During the presentation of the summer 2022 report by Météo France, Samuel Morin, director of the National Center for Meteorological Research of the National Meteorological Service said it: the summer of 2022 is "a foreshadowing" of the future.

Around 2050, "it is expected that about half of the summers will be of a comparable or even higher temperature level".

And this, even if the greenhouse gas emissions that cause global warming are contained.

Also, if the French are more and more likely to say they are ready to "adapt their behavior", Jean Jouzel believes that this will not be enough.

"You no longer just have to adapt your behavior, but change your behavior, and that's what the French don't understand," he told France 24.

Pointing to "energy sobriety", a hazy expression from which, in his view, ultimately does not result in real concrete measures, the climatologist finds it "regrettable" that this subject only comes on the table at the time of the conflict between Russia and Ukraine.

"It's quite unfortunate that we're only talking about it now when we've always known it: the need to place sobriety at the heart of a climate policy was written in the latest IPCC reports and in the recommendations of the 150 citizens", he recalls.

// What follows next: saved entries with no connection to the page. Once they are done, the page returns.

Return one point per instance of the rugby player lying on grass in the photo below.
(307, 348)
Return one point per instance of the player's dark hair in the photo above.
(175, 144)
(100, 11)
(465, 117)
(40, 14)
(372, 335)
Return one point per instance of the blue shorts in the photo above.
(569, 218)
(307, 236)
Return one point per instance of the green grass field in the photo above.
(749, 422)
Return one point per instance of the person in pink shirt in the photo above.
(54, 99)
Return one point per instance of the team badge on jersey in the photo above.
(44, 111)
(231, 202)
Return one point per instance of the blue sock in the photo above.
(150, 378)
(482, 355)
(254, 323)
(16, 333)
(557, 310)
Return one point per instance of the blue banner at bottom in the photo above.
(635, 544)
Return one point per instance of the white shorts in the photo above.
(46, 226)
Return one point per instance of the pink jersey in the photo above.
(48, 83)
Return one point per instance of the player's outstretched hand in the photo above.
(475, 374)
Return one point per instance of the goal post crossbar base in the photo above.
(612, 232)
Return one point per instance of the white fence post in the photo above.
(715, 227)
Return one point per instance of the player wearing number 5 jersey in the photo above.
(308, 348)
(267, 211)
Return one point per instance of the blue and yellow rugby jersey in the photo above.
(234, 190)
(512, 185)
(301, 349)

"These are not things on the fringe that need to be done, not just small gestures."

This refers in particular to the "fuel discount", increased on September 1.

A coherent measure from an economic point of view, but which should have been accompanied by "real sobriety measures in terms of mobility", he says, referring for example to the proposal of the Citizens' Climate Convention to limit speed to 110 km/h on the highway.

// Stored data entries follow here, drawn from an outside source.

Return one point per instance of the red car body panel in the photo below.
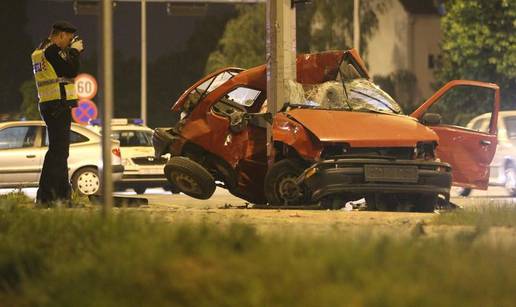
(307, 131)
(338, 126)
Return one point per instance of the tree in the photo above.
(15, 66)
(322, 25)
(171, 75)
(480, 44)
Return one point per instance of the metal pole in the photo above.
(281, 57)
(107, 111)
(144, 63)
(356, 25)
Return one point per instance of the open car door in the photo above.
(468, 151)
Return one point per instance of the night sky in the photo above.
(164, 33)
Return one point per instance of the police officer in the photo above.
(55, 65)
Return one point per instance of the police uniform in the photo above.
(54, 71)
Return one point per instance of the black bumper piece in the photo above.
(161, 140)
(354, 176)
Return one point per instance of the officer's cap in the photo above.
(64, 26)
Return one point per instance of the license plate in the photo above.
(149, 171)
(391, 173)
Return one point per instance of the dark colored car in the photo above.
(340, 137)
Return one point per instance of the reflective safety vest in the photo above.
(47, 80)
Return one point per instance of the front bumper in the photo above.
(161, 141)
(352, 175)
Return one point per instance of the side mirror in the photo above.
(431, 119)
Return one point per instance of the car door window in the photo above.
(510, 125)
(74, 138)
(460, 104)
(17, 137)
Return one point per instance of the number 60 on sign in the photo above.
(85, 86)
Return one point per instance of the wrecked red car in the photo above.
(338, 138)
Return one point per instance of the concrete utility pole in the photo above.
(281, 56)
(107, 110)
(144, 63)
(356, 25)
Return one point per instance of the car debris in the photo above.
(339, 137)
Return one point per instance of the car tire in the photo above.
(280, 187)
(170, 188)
(139, 190)
(86, 181)
(190, 177)
(401, 202)
(426, 203)
(510, 181)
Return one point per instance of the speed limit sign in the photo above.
(85, 86)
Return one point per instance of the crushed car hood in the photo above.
(360, 129)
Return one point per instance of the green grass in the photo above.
(62, 257)
(484, 215)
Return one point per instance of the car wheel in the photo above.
(464, 192)
(190, 177)
(86, 181)
(280, 183)
(381, 202)
(510, 181)
(139, 190)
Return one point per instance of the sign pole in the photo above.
(107, 109)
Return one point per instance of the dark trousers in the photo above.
(54, 183)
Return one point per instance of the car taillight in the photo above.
(116, 152)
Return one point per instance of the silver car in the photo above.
(23, 145)
(503, 166)
(142, 169)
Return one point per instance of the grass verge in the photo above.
(62, 257)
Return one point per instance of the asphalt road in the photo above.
(221, 197)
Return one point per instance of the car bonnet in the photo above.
(360, 129)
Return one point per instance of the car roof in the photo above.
(501, 114)
(74, 126)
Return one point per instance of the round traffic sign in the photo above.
(85, 86)
(85, 111)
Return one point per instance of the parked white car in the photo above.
(142, 169)
(23, 145)
(503, 166)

"This measure should have been accompanied by real measures of sobriety, and this for a long time."

In France and its European neighbors (United Kingdom, Italy, Spain, etc.), for lack of sufficiently motivated leaders capable of setting an example, of proactive and assumed policies on the subject, salvation could come from citizens, eager to act on their own.

But the result seems anything but guaranteed.

If out of all the (mostly rich) countries targeted by the OECD survey, 60 to 90% of those questioned clearly understand that climate change is caused by human activity, few seem to be ready to sacrifice their comfort.

Respondents are generally unwilling to significantly reduce their beef or meat consumption.

"And few of them are willing to drastically limit their driving, heating or cooling their homes."